As a business, you use marketing activities to capture the attention of prospective buyers and then you use sales activities to convince those prospective buyers to buy from you.
You build a relationship with this potential market and you slowly move them toward a sale.
It’s a relationship – it takes place through several interactions, over time. It’s not unlike a romantic relationship: First you capture the attention of a potential romantic partner and then you woo them until you finally agree to a committed relationship. It doesn’t happen right away (even in cases of “love at first sight”).
In the same way: Your potential buyer goes through a series of mindset changes as he or she first decides that they might have a problem or need, and then slowly comes to realize that you might be qualified to help them, and then finally agrees to consider you as a potential solution provider, and then sometimes agrees to exchange their money for your product or service.
It happens in two basic steps:
The first part of the relationship is marketing: Marketing is attention-getting, positioning work that you do online and offline to raise awareness that you can solve a problem or fulfill a need. The marketing activities you might do include writing articles and blog posts, tweeting, taking a prospective buyer out to lunch, taking out an advertisement in a local payer, and mailing out flyers… just to name a few activities.
The second part of the relationship is sales: Sales is offering a product or service to a specific potential buyer and showing them how it will solve their problem or need. It is the point in the relationship when you ask your potential buyer to take action. Sales activities you might do include a sales letter, a proposal, an agreement, and a face-to-face sales presentation… just to name a few activities.

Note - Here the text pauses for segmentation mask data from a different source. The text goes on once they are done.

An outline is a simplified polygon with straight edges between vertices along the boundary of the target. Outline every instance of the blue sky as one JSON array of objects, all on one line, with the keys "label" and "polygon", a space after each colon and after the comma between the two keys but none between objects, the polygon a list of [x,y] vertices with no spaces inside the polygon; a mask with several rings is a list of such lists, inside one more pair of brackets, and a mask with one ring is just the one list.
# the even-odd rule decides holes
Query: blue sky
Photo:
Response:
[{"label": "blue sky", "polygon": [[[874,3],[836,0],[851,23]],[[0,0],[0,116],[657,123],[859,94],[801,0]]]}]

But this isn’t the whole story. Marketing and sales are the two basic steps but rarely does a potential buyer turn into an actual buyer immediately. (Yes, it happens sometimes, but not all the time). Rather, it’s a progression. It’s a series of interactions over time in which your business increasingly becomes the solution provider.
THE SALES FUNNEL: PICTURING THIS RELATIONSHIP
Your relationship with your prospective buyer is a series of interactions over time in which you show them that you can help them. The sales funnel is a picture of this relationship.
The sales funnel depicts your marketing activities where you capture the attention of a large group of prospective buyers and then interact with them over time until some of that larger group decides to buy from you.
But it’s not JUST a picture. A sales funnel is a guide that not only describes what your typical buyer/seller relationship looks like. It’s also a system that helps you know how to work with your prospective buyers effectively and efficiently. It’s a strategic tool that can help you sell more, at less cost.
Because every business has a relationship with its prospective buyers, every business has a sales funnel. Some businesses never give a second thought to their sales funnels, or they know they have a sales funnel but only consider it to be a “nice-to-know” depiction of the buyer/seller relationship.
But smart companies know that a deep awareness of their sales funnel can help them generate more profit and achieve greater business growth. That’s because a smart business wants to take control of the relationship and help move the prospective buyer toward a purchase. This requires intention and focus and an understanding of what a prospective buyer thinks and how that mindset changes over time.
When you understand your sales funnel, your business with be stronger and more profitable because you’ll be able to design all of your marketing and sales activities to strategically move your prospect buyer through the relationship toward a sale.